Confessions, il sito per rivelare segreti oscuri (senza conseguenze)
Nessuno mi può giudicare
«Ieri ho scritto una lettera per spiegare il mio suicidio». «Soffro di depressione».«Ho fatto l’amore con la ragazza del mio migliore amico». Piccole (e innocue?) confessioni, pesi che ci si porta dentro e non si ha il coraggio di rivelare ai diretti interessati. Meglio parlare con una comunità di perfetti sconosciuti anzichè affrontare la realtà delle cose.
Si chiama Confessions, ed è una sorta di forum su Reddit, piattaforma americana per condividere e votare link, in cui le persone diffondono anonimamente segreti, pensieri scomodi, errori alla ricerca di consigli e comprensione. Si va dai post meno rilevanti come "Credo non mi piacciano più i videogames" a "Oggi marinerò la scuola" ad arrivare a turbamenti più significativi, quali dubbi sulla propria identità sessuale o rivelazioni di gravi tradimenti.
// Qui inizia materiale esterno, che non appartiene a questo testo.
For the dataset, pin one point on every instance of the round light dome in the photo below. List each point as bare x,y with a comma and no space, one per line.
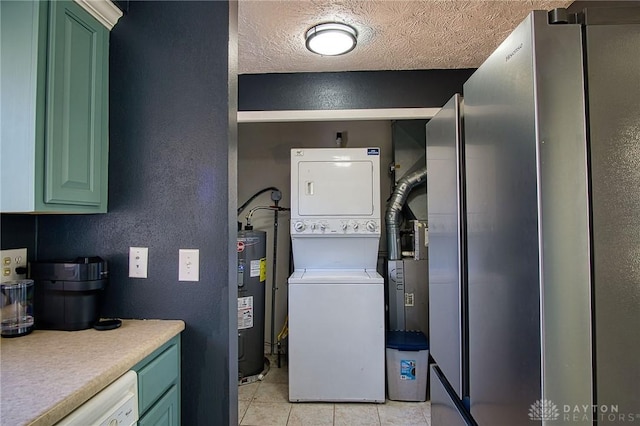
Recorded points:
331,39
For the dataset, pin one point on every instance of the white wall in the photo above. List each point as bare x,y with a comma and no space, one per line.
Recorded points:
264,160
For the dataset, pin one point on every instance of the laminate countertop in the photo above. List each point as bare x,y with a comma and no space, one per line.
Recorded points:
46,375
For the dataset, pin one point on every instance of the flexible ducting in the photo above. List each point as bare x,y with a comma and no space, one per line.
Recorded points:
392,216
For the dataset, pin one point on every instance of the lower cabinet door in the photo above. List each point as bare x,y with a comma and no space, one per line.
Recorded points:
165,412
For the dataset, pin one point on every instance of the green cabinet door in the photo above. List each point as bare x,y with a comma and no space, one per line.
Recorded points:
159,386
165,412
76,146
54,108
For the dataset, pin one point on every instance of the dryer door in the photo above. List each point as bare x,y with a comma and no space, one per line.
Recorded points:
335,188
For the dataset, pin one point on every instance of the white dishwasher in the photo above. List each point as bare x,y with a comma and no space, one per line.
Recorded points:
115,405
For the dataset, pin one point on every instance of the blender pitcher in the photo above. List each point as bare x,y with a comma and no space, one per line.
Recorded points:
16,312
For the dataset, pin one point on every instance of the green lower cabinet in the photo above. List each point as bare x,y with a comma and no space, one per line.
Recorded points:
165,412
159,386
54,84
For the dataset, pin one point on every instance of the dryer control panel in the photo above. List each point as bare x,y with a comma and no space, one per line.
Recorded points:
342,226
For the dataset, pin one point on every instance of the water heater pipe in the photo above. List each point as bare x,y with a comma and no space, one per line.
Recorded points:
392,216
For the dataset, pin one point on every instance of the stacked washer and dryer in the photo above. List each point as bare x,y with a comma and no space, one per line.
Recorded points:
336,296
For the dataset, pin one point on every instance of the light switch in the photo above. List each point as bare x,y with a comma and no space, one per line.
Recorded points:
189,265
138,261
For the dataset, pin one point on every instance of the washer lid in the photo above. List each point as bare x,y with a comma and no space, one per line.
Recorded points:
332,276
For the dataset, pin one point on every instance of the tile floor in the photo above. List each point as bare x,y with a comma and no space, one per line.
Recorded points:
266,403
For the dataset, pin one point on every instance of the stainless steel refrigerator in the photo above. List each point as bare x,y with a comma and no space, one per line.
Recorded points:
550,310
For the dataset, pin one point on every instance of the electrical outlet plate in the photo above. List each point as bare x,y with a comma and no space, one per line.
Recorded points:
12,259
189,265
138,262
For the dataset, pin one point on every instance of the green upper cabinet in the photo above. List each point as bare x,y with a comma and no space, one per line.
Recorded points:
54,81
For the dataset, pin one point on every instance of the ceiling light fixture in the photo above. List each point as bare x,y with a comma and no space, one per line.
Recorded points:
331,39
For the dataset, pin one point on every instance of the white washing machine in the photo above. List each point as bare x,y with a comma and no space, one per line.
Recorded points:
336,297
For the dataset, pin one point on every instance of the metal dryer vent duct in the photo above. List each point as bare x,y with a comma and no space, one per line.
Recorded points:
392,216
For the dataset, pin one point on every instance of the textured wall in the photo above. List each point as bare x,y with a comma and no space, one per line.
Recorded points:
392,35
362,89
18,231
172,152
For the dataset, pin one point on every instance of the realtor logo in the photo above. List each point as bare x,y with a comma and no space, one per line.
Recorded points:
543,409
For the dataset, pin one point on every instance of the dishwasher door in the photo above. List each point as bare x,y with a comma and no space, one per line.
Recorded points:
117,404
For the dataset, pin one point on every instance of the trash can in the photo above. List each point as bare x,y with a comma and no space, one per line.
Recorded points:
407,365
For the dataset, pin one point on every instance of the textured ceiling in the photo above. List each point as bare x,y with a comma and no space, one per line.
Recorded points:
392,34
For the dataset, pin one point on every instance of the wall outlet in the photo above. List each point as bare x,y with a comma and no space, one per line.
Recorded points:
138,261
12,259
189,265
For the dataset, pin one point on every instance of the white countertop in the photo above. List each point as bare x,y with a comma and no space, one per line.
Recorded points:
47,374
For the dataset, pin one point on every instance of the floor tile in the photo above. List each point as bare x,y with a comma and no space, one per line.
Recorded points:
266,414
394,413
311,414
351,414
246,392
242,409
272,392
426,410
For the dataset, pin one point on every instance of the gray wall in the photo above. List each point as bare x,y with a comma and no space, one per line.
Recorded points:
350,90
172,185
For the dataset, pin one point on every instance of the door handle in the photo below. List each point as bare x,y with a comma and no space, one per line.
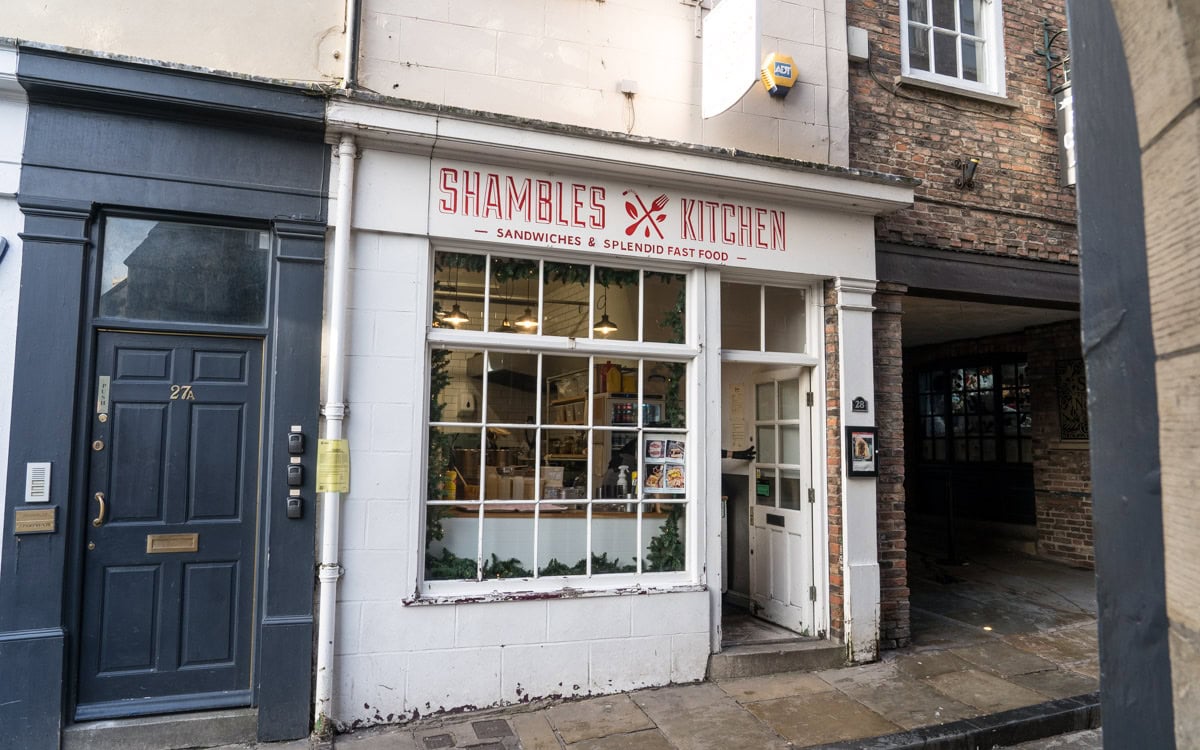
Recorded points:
99,521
Ma le azioni confessate non sono la cosa più sconvolgente del forum; spesso colpiscono l’asprezza e l’odio che si scatenano nei commenti. La possibilità di esprimere la propria opinione su argomenti delicati si trasforma in inevitabili condanne, insulti, giudizi che pesano come ghigliottine sulle teste del “condannato” volontario. Si crea perciò un incastro perfetto tra masochismo e sadismo, dando un benestare alla pubblica accusa e allo scatenarsi degli istinti umani più bassi.
Ti svelo un segreto
Confessions non è certo l’unica app di questo tipo. Esiste infatti una lunga lista di siti e “ambienti protetti” che garantiscono l’anonimato. Wut, Whispero, Anonymous confessions, Awkard. Alcune piattaforme sono state addirittura soppresse perchè accusate di cyberbullismo. Ma perché si sente il bisogno di questi sfogatoi assolutamente spersonalizzanti?
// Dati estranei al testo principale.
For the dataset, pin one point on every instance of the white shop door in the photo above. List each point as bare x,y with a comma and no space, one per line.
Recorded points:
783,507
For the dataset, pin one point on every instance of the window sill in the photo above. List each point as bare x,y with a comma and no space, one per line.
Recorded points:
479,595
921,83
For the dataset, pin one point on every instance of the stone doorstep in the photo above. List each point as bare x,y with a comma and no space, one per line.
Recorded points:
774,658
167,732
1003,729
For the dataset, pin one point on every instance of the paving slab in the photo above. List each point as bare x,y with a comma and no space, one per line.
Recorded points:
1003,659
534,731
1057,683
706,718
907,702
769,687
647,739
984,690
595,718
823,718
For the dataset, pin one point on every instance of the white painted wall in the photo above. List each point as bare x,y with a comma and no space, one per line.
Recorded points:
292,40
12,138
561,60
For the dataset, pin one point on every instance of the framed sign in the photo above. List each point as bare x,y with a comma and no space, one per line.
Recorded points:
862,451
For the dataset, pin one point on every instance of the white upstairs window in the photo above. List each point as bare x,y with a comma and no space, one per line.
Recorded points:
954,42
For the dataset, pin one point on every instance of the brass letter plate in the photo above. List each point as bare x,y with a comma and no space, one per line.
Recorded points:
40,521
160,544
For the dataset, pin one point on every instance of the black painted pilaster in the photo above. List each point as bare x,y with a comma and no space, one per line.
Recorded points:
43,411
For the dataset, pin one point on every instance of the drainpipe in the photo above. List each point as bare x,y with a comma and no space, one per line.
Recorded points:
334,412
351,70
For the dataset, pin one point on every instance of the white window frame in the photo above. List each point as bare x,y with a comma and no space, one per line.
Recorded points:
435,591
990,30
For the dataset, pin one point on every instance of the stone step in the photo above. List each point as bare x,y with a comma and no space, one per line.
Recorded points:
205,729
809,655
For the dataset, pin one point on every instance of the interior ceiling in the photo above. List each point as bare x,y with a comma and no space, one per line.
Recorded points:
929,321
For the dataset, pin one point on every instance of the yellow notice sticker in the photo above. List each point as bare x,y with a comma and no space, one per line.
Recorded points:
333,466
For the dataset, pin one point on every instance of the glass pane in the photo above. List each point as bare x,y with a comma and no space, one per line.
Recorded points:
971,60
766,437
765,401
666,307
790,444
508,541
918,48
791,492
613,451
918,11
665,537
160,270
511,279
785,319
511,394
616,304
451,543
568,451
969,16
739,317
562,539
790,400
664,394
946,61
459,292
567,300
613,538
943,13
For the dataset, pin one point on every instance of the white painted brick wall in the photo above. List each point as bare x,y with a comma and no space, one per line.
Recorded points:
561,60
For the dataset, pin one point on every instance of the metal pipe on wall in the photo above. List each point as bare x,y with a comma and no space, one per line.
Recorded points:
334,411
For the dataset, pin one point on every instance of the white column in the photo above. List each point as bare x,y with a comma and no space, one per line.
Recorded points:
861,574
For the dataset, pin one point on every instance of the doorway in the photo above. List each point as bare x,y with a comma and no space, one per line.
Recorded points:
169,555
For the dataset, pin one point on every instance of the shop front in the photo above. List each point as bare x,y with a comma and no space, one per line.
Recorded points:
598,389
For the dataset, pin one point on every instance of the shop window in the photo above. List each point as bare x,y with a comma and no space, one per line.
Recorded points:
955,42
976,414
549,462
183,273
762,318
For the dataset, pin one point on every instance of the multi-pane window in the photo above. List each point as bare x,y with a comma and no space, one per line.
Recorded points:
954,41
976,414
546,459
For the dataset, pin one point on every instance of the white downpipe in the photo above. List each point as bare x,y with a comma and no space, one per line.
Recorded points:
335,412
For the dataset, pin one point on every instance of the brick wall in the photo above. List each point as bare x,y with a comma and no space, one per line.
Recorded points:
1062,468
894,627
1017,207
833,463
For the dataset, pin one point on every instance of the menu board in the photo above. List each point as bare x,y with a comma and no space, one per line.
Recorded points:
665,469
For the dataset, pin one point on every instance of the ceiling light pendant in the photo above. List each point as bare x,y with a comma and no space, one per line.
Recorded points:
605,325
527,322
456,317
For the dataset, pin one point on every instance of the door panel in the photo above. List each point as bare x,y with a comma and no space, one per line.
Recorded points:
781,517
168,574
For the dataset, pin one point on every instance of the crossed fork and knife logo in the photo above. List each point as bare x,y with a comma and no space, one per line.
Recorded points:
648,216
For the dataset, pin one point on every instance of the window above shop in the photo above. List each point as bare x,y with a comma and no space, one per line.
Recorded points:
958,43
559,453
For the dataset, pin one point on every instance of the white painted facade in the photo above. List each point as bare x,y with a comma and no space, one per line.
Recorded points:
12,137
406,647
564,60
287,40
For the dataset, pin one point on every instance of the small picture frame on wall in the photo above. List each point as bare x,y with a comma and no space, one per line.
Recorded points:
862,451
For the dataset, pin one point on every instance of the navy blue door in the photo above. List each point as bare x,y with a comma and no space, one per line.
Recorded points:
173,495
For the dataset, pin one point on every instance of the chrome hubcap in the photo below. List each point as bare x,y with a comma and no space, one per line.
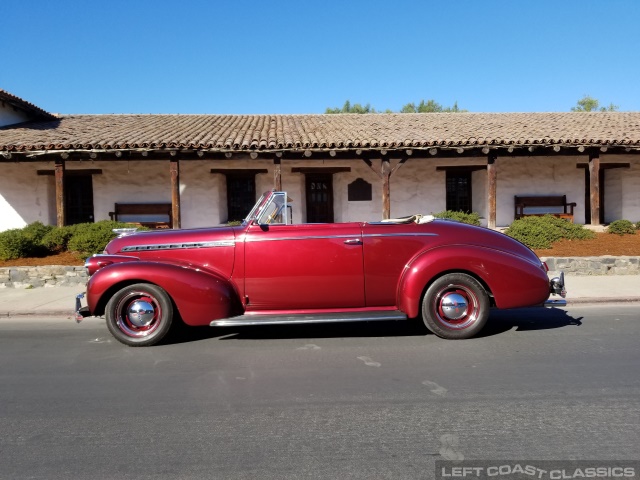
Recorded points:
454,306
138,314
141,313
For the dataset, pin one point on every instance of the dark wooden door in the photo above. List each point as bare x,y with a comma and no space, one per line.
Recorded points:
78,199
319,192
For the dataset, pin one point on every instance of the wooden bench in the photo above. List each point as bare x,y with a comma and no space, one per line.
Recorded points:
559,201
152,215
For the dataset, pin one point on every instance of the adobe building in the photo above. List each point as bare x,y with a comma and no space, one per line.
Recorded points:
210,169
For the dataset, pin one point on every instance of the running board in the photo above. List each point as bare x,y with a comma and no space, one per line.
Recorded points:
270,319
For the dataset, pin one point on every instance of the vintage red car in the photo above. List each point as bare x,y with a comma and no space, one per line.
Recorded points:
269,271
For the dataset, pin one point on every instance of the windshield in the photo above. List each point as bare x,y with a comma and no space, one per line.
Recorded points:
255,208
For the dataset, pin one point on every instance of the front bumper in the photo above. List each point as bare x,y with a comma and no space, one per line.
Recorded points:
80,311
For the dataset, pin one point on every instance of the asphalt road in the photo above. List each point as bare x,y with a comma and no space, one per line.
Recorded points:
375,400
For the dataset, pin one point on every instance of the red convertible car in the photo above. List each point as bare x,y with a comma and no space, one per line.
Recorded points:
269,271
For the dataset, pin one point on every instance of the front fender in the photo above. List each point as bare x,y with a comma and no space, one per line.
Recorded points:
199,296
513,280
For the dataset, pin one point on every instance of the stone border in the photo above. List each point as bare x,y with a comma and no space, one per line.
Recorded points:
605,265
63,276
46,276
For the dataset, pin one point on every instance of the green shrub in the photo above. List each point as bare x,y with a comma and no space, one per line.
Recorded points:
15,244
621,227
542,232
470,218
58,238
90,238
24,242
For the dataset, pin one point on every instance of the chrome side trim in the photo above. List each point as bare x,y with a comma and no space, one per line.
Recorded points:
308,237
555,302
274,319
408,234
177,246
329,237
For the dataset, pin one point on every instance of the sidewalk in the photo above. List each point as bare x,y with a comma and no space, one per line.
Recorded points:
60,301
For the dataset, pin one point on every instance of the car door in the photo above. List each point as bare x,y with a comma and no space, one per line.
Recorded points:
298,267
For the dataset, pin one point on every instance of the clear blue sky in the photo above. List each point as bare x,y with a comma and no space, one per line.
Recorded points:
297,56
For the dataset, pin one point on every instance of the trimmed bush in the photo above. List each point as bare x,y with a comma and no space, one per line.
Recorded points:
470,218
14,244
542,232
621,227
24,242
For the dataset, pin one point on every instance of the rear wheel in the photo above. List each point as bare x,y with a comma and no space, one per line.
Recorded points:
455,306
139,315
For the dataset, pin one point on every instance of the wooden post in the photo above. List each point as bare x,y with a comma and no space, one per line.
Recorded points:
174,168
386,188
277,175
492,176
60,207
594,187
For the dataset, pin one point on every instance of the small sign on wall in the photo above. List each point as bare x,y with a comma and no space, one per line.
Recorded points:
359,191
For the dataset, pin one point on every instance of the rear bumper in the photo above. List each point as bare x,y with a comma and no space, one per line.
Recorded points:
80,311
557,287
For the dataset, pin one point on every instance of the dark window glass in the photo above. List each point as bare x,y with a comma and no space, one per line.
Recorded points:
241,196
319,198
78,199
459,191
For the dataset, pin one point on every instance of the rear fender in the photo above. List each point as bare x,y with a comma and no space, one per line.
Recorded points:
512,280
199,297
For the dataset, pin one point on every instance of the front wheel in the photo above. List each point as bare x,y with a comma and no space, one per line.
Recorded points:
139,315
455,306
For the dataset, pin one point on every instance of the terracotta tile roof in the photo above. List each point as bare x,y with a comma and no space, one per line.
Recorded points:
30,108
282,132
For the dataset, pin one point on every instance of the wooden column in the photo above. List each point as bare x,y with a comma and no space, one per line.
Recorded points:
60,209
386,188
492,176
277,175
594,187
174,168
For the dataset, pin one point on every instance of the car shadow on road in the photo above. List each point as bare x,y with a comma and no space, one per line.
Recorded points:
528,319
317,330
500,321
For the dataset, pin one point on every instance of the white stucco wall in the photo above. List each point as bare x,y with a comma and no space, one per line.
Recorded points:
538,176
10,116
630,178
26,197
416,187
La socializzazione della colpa
Più che un bisogno, è la maniera più rapida per scaricarsi la coscienza. Si prova sempre un certo senso di colpa quando si fa o si dice qualcosa di sbagliato e, se non si riesce a confessare il proprio disagio ai diretti interessati, scrivere o parlare con sconosciuti diventa uno strumento catartico. Una volta i detentori dei segreti erano i confessori religiosi, oggi sono più frequenti gli psicologi. Ma cosa c’è di meglio della rete, luogo in cui indossare una maschera e confessare l’inconfessabile in maniera anonima senza subire conseguenze reali?
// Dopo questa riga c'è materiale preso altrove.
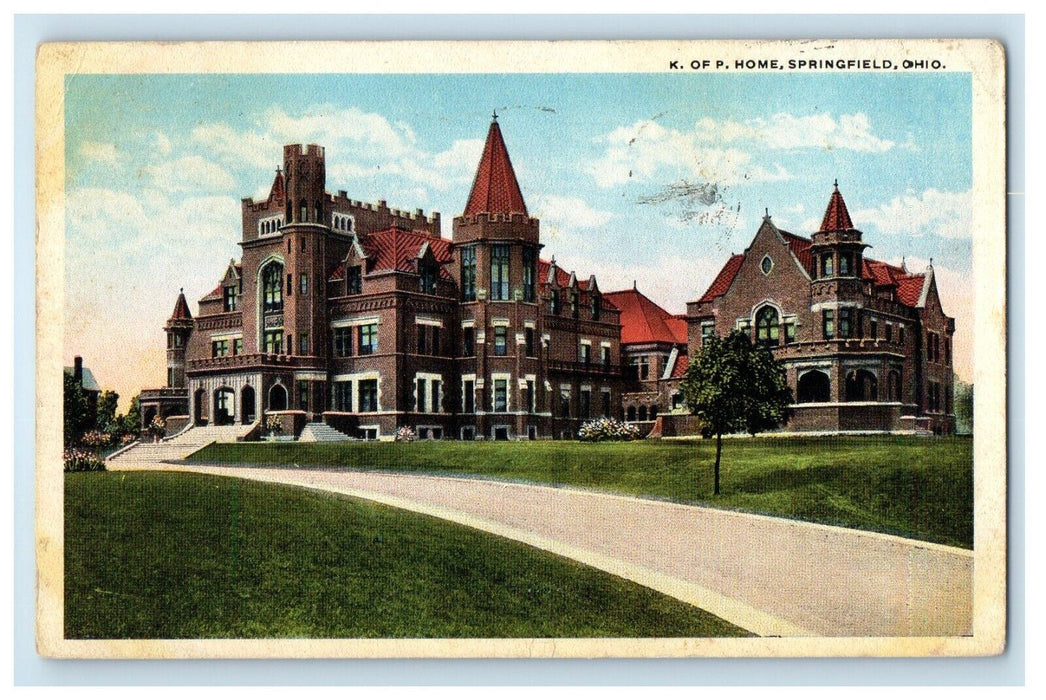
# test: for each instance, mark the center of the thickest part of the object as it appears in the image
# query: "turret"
(178, 328)
(837, 247)
(304, 170)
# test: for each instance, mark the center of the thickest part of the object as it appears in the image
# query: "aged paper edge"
(982, 58)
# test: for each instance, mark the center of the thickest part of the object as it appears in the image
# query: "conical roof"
(836, 217)
(495, 189)
(181, 312)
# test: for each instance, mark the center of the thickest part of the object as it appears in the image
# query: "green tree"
(107, 409)
(76, 410)
(734, 386)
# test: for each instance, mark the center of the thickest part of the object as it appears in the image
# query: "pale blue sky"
(157, 164)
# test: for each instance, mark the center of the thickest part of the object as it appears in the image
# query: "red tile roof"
(181, 311)
(724, 278)
(682, 363)
(643, 321)
(836, 217)
(495, 189)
Lato commenti, vale più o meno lo stesso meccanismo. In rete emerge il nostro lato oscuro che stimola linguaggi violenti, scurrili, irrispettosi.
L’identikit dell’hater
Purtroppo l’atteggiamento da hater è transculturale e transgenerazionale e spesso non è possibile farne una descrizione precisa. Tuttavia una ricerca americana del 2014 ha individuato alcune caratteristiche psicologiche frequenti in chi ha atteggiamenti aggressivi sui sociali: la presenza di un certo sadismo, il godere nel mettere gli altri in difficoltà, mancanza di empatia, desiderio di manipolare le persone.
Quale soluzione?
La rete è uno strumento assolutamente libero e democratico. Forse troppo. Siamo sicuri che, arrivati a un certo livello di violenza verbale, non sia necessario mettere degli argini? Non solo si dovrebbero elaborare progetti educativi già in età scolare ma anche creare meccanismi di controllo sulla reputation online dell’hater. Ad esempio un sistema a punti entro il quale, se si supera un certo limite, si viene bannati definitivamente dal social o dall’app.
Se una volta tali problemi erano considerati relativi, queste sono le disfunzioni della comunicazione odierna. E dobbiamo regolarla prima che sia troppo tardi, sia a livello virtuale che emozionale.